Asthma and COPD are caused by different mechanisms triggered by different pathogens, but some patients present with features of both asthma and COPD, which is known as asthma-COPD overlap syndrome (ACOS). ACOS may have several different underlying mechanisms. Orie et al. proposed airway hyperreactivity as a genetic condition and a common risk factor for the development of asthma and COPD [30]. Genetic analysis associated with the development of asthma and COPD has established several disease susceptibility genes such as ADAM33, and orosomucoid-like 3, which are frequent for both asthma and COPD [31,32]. Viral infections in early childhood are a risk factor for the development of asthma and COPD [33]. Various factors associated with early life events associated with asthma and COPD from the fetal stage to early childhood have been associated with impaired airway and lung growth and the subsequent onset of asthma and COPD [34]. The pathogenesis of COPD due to asthma is currently unknown but may involve airway remodeling, chronic airway inflammation, and bronchoconstriction independent of inflammation. The histological characteristics of airway remodeling in patients with asthma-induced COPD include thickening of the bronchial epithelial basement membrane, increase in airway smooth muscle mass, increase in mucus-producing cells, subepithelial fibrosis, and vascularization [35]. In addition, a randomized controlled trial showed that allergen-induced bronchoconstriction and methotrexate-induced bronchoconstriction contribute to persistent airflow obstruction in asthma patients by up-regulating transforming growth factor beta and epithelial-mesenchymal transition [36].

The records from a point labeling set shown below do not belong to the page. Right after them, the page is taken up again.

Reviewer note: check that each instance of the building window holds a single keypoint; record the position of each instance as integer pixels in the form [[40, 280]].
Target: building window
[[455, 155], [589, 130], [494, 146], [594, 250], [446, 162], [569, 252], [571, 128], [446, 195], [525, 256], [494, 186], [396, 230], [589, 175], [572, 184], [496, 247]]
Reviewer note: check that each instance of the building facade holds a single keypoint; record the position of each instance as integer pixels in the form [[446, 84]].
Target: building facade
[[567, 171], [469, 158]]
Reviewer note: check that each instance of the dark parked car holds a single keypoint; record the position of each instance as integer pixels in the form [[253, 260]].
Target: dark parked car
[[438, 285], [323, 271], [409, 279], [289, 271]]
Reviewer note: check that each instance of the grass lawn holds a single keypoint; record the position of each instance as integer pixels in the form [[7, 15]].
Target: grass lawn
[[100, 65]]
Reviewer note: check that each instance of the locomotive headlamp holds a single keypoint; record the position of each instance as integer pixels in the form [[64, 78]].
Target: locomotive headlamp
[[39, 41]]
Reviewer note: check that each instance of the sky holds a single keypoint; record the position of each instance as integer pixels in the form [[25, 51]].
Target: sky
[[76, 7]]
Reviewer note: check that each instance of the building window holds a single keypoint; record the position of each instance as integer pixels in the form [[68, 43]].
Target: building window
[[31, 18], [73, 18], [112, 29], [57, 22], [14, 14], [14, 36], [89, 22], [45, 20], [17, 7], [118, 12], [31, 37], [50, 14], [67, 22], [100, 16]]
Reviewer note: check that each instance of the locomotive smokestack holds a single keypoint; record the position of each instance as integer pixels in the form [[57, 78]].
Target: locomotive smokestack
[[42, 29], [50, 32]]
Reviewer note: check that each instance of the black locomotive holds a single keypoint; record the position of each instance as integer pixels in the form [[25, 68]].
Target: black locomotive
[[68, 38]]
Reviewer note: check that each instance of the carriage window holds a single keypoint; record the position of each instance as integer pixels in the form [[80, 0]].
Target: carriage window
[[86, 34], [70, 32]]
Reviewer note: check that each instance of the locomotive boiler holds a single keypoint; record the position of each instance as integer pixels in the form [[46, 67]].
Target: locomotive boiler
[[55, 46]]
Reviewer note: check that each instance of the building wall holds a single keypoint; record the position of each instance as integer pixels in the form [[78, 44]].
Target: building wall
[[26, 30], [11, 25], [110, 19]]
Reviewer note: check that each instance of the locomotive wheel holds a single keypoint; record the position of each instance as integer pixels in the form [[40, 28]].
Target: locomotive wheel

Our finding on the association between asthma and COPD risk is consistent with previous observational studies. A 50-year cohort study in Aberdeen demonstrated childhood asthma significantly increases the risk of COPD (OR = 6.37, 95%CI = 3.73–10.94) [37]. Similar findings have been observed in other cohort studies [5,7,38]. In addition, several cross-sectional studies also provide some supporting evidence [8,39–43]. The Wellington Respiratory Survey, which involved 749 individuals aged between 25 and 75 years to investigate the risk factors of COPD, revealed that a prior diagnosis of asthma was the most frequently associated risk factor [39]. The CanCOLD study, a multicenter cross-sectional investigation, revealed self-reported asthma was an independent predictor of COPD in both never-smokers and ever-smokers [8]. Further, a systematic review and modeling analysis including 162 articles documenting population-based studies conducted in 260 study centers across 65 countries showed that asthma significantly increases the risk of developing COPD, with an OR of 2.6 (95%CI = 1.6–4.1) in the global countries, and a higher risk observed in low and middle-income countries (OR = 3.6, 95%CI = 0.5–24.1) [44]. However, these types of study designs may fail to distinguish between causality and non-directional associations caused by confounding factors and are prone to errors of reverse causality.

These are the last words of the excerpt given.